Is it possible to mourn a tragedy, fight for gun control and mental health access, and manage our own fears and terror without concluding the world is a dangerous place and passing that fear on to our kids?  Yes.  And as parents, we have no choice.  We have to find that balance.  Otherwise, we are the ones creating that terrible, dangerous world.  Our kids are looking to us to understand what is dangerous and what isn’t, and to teach them to determine when to take risks and when to be cautious.  If we teach them that the world is full of evil people seeking to harm them, we are not only giving them false information, we are robbing them of a full life.

A horrific, unfathomable tragedy occurred in Newtown, Connecticut this month.  For me, when those children go through my mind, they all have the faces of my precious twins.   My maternal instinct tells me to lock the doors, close the shades, batten down the hatches, and teach my children to be afraid.  That is the world we live in, right?  Don’t talk to strangers, stay inside, don’t touch that, you can’t go in there, you never know, use hand sanitizer, abstinence only, better safe than sorry.

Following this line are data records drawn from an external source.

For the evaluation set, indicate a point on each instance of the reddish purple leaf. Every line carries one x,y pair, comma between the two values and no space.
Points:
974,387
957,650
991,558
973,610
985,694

I can’t say how frequently I hear parents musing longingly about how they used to play outside all day from morning until night, left to their own devices to manage relationships with other kids, explore, solve problems, and make their own fun without parental supervision.  When I hear these things I’m always puzzled.  If these parents know how good this was for them, why don’t they let their children do the same?  But before I can even respond, I hear the inevitable, “But this is a different world… you just can’t do that anymore.”   Where did we get this idea, and who is benefitting from it?  Certainly not our kids.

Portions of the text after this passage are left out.